J’en suis les filles, j’en suis les gars

mis en ligne le 31 mars 2011
Tirant tête hors du trou, qu’entends-je ? De ci de là, les plaintes des cocus ayant, comme un seul homme à cornes, voté Chirac en 2002 quand la peste brune, paraît-il, menaçait de nous submerger. Pacte républicain, qu’ils disaient. Ainsi, c’est en troupeau qu’ils accordèrent leurs suffrages à l’autre grand couillon, lequel allait s’employer à continuer de nous chier sur le crâne durant cinq pénibles années, tout en préparant l’avènement de ce pétainosarkozysme sous le joug duquel nous suons encore. Ils s’imaginaient, les idiots, que c’était à charge de revanche, que la droite, le temps venu, renverrait l’ascenseur. Les voilà donc fort marris face au Nini de Sarko, ni Front républicain ni Front national, qu’il dit. D’autant plus marrons dans l’affaire que ces tendres bêlants découvrent, sur le tard, qu’une large partie de l’électorat de droite préférera toujours voter pour les fachos plutôt que pour un socialiste, aussi mièvre soit-il. C’est à noter sur nos tablettes, tant c’est promesse de fous rires face aux déconvenues des cornards, à leurs lendemains de second tour, pénibles et dépressionnaires. Pour l’heure, en abstentionniste convaincue, l’autruche ne peut que se réjouir de ce nouveau record de non-vote, lors du premier tour cantonal. 56 % de pêcheurs à la ligne ? L’alibi ne tient plus, on manquerait de cannes. Il semblerait plutôt que la lassitude, le dégoût gagnent, et poussent à fuir les isoloirs. Même les héros sont fatigués : un journaleux demandait l’autre jour à Jean-François Copé ce qu’il conseillait de voter en cas de second tour opposant le PS au FN. « On peut aussi ne pas voter », a répondu le garçon. Une fois n’est pas coutume, on est assez de son avis.
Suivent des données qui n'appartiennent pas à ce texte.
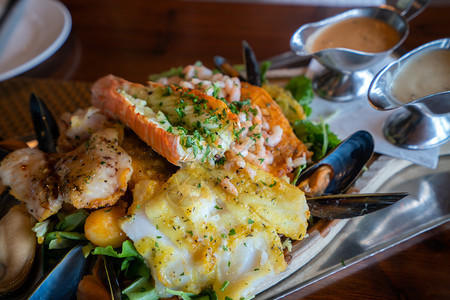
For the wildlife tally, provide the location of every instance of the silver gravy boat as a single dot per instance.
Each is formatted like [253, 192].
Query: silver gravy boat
[420, 124]
[346, 75]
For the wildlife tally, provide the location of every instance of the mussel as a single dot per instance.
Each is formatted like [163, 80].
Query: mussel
[325, 182]
[335, 172]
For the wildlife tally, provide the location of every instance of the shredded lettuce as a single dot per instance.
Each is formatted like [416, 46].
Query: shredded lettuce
[205, 295]
[169, 73]
[141, 289]
[128, 261]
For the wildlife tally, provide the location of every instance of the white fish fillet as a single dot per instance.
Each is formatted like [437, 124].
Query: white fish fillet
[195, 235]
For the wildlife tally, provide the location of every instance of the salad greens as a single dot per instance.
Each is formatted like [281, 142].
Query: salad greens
[59, 234]
[317, 137]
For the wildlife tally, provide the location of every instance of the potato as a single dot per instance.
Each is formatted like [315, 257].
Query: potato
[102, 228]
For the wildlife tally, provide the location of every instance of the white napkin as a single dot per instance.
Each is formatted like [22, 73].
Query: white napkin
[346, 118]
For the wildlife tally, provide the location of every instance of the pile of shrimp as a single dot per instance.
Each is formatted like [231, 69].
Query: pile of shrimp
[262, 124]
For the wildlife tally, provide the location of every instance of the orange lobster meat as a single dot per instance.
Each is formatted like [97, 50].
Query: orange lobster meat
[180, 124]
[289, 146]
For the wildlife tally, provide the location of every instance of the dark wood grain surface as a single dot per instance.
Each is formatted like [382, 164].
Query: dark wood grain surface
[133, 39]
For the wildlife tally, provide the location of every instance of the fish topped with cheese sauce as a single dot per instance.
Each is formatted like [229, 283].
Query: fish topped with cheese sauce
[195, 234]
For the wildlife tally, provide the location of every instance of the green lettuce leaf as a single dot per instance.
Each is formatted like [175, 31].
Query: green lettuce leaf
[301, 89]
[317, 137]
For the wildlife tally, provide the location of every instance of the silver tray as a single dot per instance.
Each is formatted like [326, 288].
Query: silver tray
[425, 208]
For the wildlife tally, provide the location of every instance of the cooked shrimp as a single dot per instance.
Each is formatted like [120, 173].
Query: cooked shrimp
[279, 146]
[180, 124]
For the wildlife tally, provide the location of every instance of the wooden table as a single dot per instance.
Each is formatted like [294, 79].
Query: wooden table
[133, 39]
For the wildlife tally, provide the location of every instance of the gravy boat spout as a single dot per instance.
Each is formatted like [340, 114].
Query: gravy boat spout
[346, 76]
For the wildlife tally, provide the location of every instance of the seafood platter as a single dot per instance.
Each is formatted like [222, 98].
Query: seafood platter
[199, 184]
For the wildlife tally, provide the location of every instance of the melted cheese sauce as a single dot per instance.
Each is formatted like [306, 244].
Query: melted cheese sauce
[362, 33]
[425, 75]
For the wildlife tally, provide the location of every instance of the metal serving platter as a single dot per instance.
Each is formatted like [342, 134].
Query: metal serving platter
[425, 208]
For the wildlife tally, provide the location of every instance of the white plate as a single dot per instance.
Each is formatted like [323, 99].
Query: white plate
[43, 28]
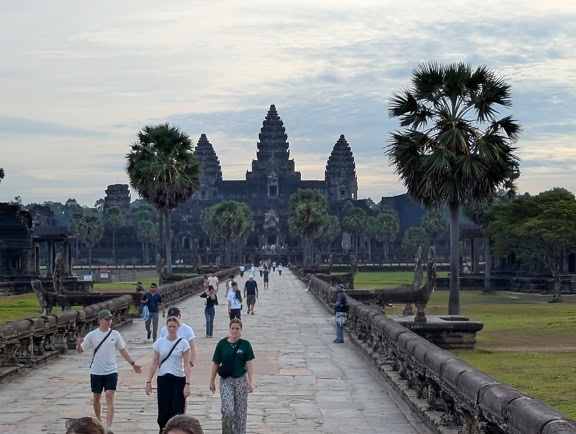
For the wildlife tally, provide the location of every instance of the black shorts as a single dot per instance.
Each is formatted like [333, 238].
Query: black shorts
[103, 382]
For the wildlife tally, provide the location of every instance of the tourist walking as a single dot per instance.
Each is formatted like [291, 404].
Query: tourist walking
[341, 315]
[251, 294]
[213, 282]
[266, 277]
[104, 342]
[171, 358]
[184, 331]
[234, 302]
[153, 301]
[232, 361]
[210, 311]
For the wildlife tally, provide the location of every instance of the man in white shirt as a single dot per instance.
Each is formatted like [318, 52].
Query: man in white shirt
[184, 332]
[103, 369]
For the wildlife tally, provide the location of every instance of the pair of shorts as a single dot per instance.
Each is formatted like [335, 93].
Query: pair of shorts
[103, 382]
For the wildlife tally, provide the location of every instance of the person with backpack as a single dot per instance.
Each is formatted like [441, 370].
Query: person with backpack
[171, 359]
[232, 361]
[341, 314]
[103, 369]
[234, 298]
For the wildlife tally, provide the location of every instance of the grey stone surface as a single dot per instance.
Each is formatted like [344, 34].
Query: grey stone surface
[303, 382]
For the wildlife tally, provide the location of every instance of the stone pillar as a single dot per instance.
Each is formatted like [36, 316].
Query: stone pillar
[51, 257]
[67, 258]
[37, 259]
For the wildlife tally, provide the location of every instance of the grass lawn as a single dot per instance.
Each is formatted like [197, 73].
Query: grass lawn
[526, 342]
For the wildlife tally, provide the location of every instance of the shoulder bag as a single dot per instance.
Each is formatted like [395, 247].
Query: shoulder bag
[226, 369]
[98, 347]
[169, 354]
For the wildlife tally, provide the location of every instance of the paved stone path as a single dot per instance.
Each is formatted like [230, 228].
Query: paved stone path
[304, 383]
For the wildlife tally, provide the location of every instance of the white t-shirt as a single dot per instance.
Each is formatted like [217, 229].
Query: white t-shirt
[234, 303]
[184, 331]
[213, 281]
[175, 363]
[105, 359]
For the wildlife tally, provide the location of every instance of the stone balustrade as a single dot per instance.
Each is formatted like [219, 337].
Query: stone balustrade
[448, 394]
[27, 342]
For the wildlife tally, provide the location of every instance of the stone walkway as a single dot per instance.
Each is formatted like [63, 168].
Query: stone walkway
[303, 382]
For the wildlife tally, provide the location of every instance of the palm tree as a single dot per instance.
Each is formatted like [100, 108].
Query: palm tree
[113, 220]
[163, 170]
[453, 148]
[386, 226]
[356, 223]
[229, 221]
[308, 216]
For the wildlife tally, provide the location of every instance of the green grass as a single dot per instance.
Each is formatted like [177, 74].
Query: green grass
[527, 342]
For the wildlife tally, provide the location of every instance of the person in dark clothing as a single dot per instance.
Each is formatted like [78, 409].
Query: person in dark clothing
[153, 300]
[251, 294]
[340, 312]
[210, 311]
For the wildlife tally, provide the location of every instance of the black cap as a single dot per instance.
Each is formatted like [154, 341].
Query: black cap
[174, 311]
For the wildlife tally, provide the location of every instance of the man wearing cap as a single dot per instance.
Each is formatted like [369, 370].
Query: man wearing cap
[103, 369]
[153, 300]
[341, 313]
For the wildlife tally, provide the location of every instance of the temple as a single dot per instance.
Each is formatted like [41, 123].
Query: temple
[273, 178]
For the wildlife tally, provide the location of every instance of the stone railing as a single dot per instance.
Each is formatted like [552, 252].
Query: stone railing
[27, 342]
[448, 394]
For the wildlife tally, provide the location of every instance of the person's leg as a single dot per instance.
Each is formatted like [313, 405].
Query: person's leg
[240, 404]
[97, 406]
[155, 326]
[164, 400]
[207, 315]
[227, 405]
[147, 324]
[211, 321]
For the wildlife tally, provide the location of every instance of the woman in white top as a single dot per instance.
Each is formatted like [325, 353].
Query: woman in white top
[172, 360]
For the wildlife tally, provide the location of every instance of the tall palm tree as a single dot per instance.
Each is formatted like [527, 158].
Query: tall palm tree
[453, 148]
[163, 169]
[308, 216]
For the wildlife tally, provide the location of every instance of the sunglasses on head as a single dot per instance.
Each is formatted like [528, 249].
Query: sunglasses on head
[83, 421]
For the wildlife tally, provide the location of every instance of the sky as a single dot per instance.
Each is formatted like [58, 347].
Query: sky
[78, 80]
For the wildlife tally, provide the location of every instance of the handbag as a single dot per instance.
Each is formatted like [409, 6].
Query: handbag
[226, 369]
[169, 354]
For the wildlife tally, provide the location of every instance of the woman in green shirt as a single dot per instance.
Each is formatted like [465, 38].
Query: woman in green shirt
[233, 362]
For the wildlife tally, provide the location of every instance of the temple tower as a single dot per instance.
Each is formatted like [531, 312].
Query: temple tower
[340, 175]
[212, 171]
[273, 173]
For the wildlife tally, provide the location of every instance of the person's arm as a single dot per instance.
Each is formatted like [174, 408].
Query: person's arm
[137, 368]
[192, 351]
[213, 377]
[153, 367]
[186, 357]
[250, 370]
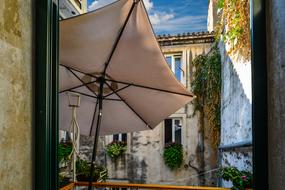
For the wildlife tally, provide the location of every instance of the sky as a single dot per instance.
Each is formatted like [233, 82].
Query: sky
[171, 16]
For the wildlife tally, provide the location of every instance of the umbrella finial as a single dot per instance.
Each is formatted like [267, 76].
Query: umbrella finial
[73, 99]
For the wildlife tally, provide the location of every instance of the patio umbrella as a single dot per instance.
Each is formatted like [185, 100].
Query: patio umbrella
[112, 59]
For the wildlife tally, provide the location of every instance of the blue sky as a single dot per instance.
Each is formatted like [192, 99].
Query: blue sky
[171, 16]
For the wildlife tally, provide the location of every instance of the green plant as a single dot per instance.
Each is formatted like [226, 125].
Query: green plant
[234, 25]
[173, 155]
[64, 150]
[240, 179]
[100, 173]
[116, 148]
[206, 85]
[63, 181]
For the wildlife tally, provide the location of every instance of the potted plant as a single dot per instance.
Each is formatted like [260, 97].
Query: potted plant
[100, 173]
[241, 180]
[173, 155]
[116, 148]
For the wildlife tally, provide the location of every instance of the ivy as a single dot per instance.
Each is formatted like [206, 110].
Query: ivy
[206, 85]
[99, 174]
[116, 148]
[241, 180]
[173, 155]
[64, 151]
[234, 25]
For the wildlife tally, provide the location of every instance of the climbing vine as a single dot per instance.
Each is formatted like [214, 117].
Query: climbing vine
[173, 155]
[206, 85]
[234, 25]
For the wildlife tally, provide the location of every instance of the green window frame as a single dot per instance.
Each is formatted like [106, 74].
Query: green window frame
[46, 95]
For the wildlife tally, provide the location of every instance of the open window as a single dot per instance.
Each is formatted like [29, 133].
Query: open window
[46, 114]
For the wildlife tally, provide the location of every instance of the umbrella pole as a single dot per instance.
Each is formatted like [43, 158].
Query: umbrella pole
[99, 117]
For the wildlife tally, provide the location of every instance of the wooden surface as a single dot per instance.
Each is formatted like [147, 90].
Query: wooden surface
[140, 186]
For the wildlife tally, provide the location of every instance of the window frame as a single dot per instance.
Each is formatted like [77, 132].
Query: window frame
[46, 102]
[173, 57]
[173, 132]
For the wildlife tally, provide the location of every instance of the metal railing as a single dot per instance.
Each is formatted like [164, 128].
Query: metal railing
[120, 186]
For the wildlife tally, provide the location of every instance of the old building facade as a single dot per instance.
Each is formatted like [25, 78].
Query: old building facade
[143, 161]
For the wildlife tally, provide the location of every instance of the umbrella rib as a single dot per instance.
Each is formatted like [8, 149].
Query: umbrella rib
[88, 95]
[78, 86]
[118, 38]
[82, 81]
[129, 106]
[148, 87]
[127, 83]
[117, 90]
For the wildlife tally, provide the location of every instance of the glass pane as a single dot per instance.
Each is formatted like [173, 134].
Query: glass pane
[178, 68]
[177, 127]
[169, 61]
[168, 131]
[116, 137]
[124, 137]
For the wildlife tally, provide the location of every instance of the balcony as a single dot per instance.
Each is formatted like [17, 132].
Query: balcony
[125, 186]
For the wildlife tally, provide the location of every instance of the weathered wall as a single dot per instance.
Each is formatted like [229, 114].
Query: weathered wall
[212, 15]
[236, 122]
[236, 101]
[15, 95]
[143, 162]
[276, 92]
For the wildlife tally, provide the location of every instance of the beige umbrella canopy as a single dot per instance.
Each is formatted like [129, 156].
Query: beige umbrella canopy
[111, 58]
[116, 44]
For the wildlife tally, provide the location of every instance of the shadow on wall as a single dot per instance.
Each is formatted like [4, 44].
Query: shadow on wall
[236, 110]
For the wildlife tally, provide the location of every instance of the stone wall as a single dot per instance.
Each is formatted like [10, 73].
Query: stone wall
[276, 93]
[143, 162]
[16, 94]
[236, 101]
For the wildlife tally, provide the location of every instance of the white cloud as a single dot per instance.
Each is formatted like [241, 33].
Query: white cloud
[148, 4]
[99, 3]
[160, 17]
[164, 22]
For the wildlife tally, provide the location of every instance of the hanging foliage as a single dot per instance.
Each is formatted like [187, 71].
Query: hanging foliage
[173, 155]
[234, 26]
[116, 148]
[206, 85]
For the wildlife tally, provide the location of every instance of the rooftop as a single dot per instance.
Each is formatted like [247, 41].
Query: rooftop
[186, 38]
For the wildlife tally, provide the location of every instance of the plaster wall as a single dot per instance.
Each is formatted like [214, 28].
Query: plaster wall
[276, 93]
[16, 94]
[236, 101]
[143, 162]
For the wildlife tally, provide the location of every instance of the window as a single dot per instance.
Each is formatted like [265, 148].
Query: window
[172, 130]
[120, 137]
[174, 62]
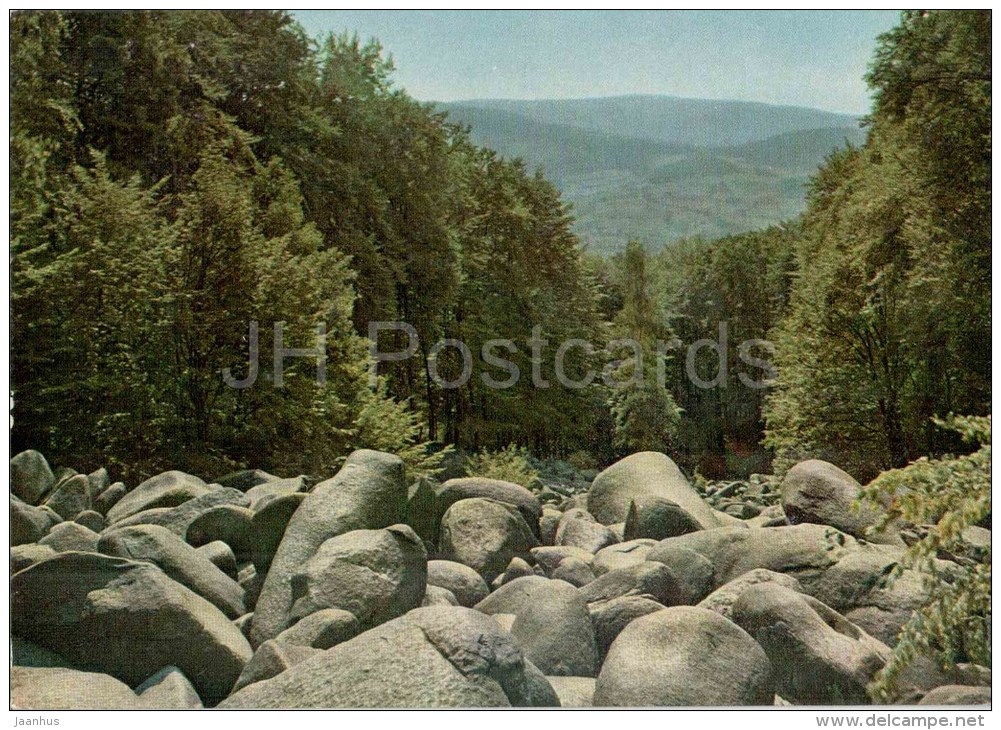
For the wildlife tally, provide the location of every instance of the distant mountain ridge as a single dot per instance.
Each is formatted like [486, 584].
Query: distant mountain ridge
[659, 168]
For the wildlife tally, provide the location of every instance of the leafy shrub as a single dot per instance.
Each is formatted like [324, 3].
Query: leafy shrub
[511, 465]
[948, 495]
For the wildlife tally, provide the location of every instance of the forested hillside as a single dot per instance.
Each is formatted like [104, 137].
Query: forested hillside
[176, 177]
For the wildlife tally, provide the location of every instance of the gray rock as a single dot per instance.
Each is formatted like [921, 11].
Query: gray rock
[31, 477]
[548, 524]
[368, 493]
[178, 560]
[574, 691]
[29, 524]
[270, 660]
[52, 688]
[684, 656]
[658, 518]
[611, 617]
[90, 519]
[722, 599]
[437, 596]
[268, 526]
[819, 493]
[956, 694]
[228, 523]
[112, 615]
[802, 551]
[645, 475]
[169, 489]
[168, 689]
[268, 491]
[693, 573]
[27, 554]
[109, 498]
[464, 583]
[432, 657]
[819, 656]
[70, 497]
[622, 555]
[67, 536]
[552, 624]
[219, 555]
[484, 535]
[644, 579]
[491, 489]
[575, 571]
[578, 529]
[377, 575]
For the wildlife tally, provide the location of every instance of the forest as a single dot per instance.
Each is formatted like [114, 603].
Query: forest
[177, 177]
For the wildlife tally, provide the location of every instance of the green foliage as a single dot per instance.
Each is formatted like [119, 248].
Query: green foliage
[948, 495]
[510, 464]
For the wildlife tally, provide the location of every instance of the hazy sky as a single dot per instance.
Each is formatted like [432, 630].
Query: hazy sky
[803, 58]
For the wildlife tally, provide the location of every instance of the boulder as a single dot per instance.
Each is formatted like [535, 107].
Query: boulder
[578, 529]
[27, 554]
[491, 489]
[437, 596]
[267, 528]
[164, 490]
[610, 618]
[484, 535]
[70, 497]
[464, 583]
[168, 689]
[693, 574]
[575, 571]
[31, 477]
[684, 656]
[551, 557]
[377, 575]
[552, 624]
[29, 524]
[228, 523]
[90, 519]
[67, 536]
[219, 555]
[109, 498]
[646, 475]
[127, 619]
[722, 599]
[657, 518]
[622, 555]
[177, 559]
[368, 493]
[574, 691]
[431, 657]
[264, 493]
[802, 551]
[957, 694]
[270, 660]
[820, 657]
[819, 493]
[54, 688]
[644, 579]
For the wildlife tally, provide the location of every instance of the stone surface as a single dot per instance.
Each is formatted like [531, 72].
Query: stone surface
[432, 657]
[368, 493]
[552, 624]
[684, 656]
[645, 475]
[376, 575]
[126, 619]
[484, 535]
[819, 656]
[178, 560]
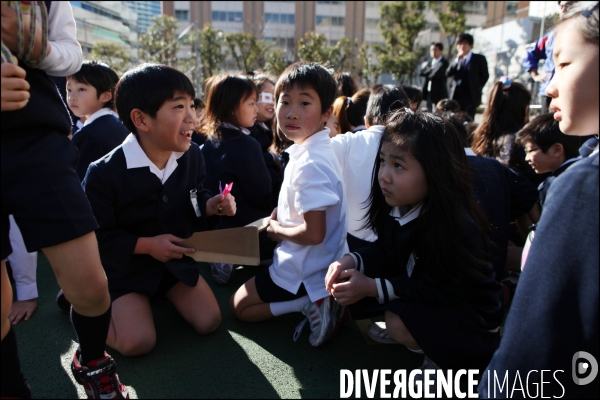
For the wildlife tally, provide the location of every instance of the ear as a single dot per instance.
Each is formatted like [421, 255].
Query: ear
[327, 114]
[140, 120]
[556, 150]
[106, 97]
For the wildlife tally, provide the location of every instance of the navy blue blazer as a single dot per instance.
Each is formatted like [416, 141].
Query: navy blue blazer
[238, 158]
[133, 203]
[504, 195]
[97, 139]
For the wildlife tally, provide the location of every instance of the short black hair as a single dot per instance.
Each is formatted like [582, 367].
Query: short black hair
[100, 76]
[147, 87]
[544, 131]
[439, 45]
[414, 93]
[465, 37]
[385, 99]
[309, 74]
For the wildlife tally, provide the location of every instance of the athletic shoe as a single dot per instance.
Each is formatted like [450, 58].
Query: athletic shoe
[99, 378]
[377, 332]
[62, 302]
[221, 272]
[325, 317]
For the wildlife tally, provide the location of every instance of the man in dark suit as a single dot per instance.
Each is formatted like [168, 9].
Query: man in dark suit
[434, 85]
[470, 74]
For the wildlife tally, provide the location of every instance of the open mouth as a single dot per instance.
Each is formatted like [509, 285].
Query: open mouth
[187, 134]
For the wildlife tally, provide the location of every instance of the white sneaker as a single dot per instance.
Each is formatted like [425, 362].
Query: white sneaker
[325, 317]
[221, 272]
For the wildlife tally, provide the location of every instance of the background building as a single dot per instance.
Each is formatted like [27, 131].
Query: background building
[105, 21]
[145, 10]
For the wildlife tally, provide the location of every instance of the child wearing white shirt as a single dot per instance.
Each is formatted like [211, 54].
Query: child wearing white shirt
[310, 220]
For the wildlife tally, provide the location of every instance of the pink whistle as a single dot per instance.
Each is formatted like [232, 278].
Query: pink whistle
[227, 189]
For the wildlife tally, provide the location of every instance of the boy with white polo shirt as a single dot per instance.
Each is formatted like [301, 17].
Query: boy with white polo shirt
[310, 220]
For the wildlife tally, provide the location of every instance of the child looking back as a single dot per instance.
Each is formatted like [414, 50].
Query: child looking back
[429, 267]
[148, 194]
[90, 94]
[310, 220]
[233, 156]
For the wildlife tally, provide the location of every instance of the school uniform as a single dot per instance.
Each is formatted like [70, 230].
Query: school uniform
[356, 154]
[101, 133]
[237, 159]
[504, 195]
[39, 184]
[264, 136]
[456, 325]
[132, 198]
[312, 182]
[554, 313]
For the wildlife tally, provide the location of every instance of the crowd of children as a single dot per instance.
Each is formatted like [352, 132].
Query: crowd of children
[377, 206]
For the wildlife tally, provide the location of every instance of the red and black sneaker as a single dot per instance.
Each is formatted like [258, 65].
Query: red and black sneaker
[99, 378]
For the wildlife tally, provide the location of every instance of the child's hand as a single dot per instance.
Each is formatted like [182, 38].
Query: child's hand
[336, 267]
[15, 89]
[221, 205]
[163, 247]
[356, 288]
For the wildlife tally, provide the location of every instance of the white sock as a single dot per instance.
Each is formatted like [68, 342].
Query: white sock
[285, 307]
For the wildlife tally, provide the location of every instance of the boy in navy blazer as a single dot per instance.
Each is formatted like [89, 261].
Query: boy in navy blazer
[90, 94]
[470, 72]
[148, 194]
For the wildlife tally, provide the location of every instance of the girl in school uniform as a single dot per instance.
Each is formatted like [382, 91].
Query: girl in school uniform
[553, 320]
[429, 271]
[233, 156]
[262, 131]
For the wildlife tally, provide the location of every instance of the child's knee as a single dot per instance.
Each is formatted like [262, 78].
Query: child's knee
[94, 298]
[209, 322]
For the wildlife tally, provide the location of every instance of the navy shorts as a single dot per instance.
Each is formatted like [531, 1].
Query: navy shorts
[42, 190]
[269, 292]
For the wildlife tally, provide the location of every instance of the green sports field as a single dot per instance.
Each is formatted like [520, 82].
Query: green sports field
[238, 360]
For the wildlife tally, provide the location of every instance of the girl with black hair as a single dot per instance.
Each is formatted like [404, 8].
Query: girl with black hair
[232, 155]
[429, 272]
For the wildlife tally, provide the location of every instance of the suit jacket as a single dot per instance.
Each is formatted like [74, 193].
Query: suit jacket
[437, 77]
[477, 76]
[97, 139]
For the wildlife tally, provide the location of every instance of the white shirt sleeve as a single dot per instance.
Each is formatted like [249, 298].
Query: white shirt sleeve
[23, 264]
[66, 56]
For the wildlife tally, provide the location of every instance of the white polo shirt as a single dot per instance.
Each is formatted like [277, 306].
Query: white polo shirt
[312, 182]
[356, 153]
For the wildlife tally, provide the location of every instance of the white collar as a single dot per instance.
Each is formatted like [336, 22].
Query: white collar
[100, 113]
[467, 57]
[408, 216]
[321, 136]
[231, 126]
[136, 158]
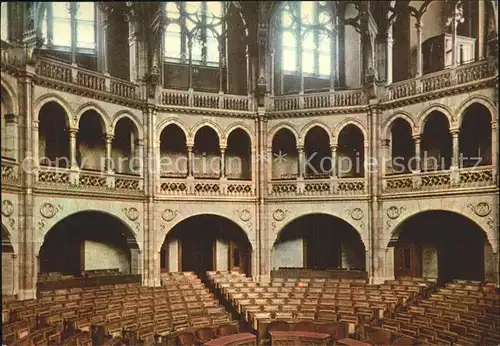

N’empêche, quel embarras, ce FN caracolant. Embarras pour nous tous, c’est une chose entendue, embarras surtout, et de poids, pour une sarkozerie devenue champ de ruines au milieu duquel s’étiolent talonnetteman et ses caciques. Où est-il, le bellâtre se vantant d’avoir, en 2007, « siphonné les voix lepénistes » ? Il est à l’Élysée, il est, à son tour, siphonné. Contemplant le désastre, il se distrait d’un rien, par exemple écoute Guéant, ancien oracle patenté et désormais ministre, Guéant le bavasseur, qui plaint « ces Français qui ont le sentiment de ne plus être chez eux », et prépare le fumeux débat sur l’islam en France, ou de France, comme aime à l’appeler ce pâle écornifleur. De circonstance, dites-vous, le débat, tombant pile poil au beau milieu d’une débâcle annoncée ? Vous avez l’esprit mal tourné. Mais laissons-là le Guéant vert, homme à sornettes s’il en est, et écoutons un peu le silence, tintamaresque, de Longuet : ministre de la Défense d’un pays en guerre depuis deux semaines, Longuet ne pipe mot. Étrange. Est-il aux arrêts, casematé ? Entravé, bâillonné ? Peu importe, le général Pontiès, ci-devant responsable de la vaste opération de com’ nommée Guerre en Lybie, parle pour deux et nous apprend que « l’armée twitte », sic, que « l’armée est sur Facebook, et d’ailleurs vient de dépasser le cap des 5 000 amis ». Joli succès, qu’il conviendrait cependant de relativiser : pour une population de 60 millions d’habitants, ça ne nous fait jamais qu’un taux d’amitié de 0,008 %. Vous me direz : c’est encore trop. Et vous n’aurez pas tort, d’autant que, des poteaux, elle en recrute, l’armée, jusques et y compris dans les plus improbables lieux : dans les pages mêmes de ce journal on a pu lire, la semaine dernière, un éditorial émanant d’« antimilitaristes forcenés » approuvant néanmoins ces « quelques frappes aériennes », et par ailleurs assimilant l’opposition à cette guerre à « un purisme idéologique assurément bourgeois ». Diable. Si c’est être bourgeois de ne pas applaudir à la valse des bombes, alors j’en suis, les filles, les gars. Avant d’être passé par les armes, qu’on me permette tout de même de dire qu’en matière d’antimilitarisme on a, et heureusement, connu plus forcené que ça.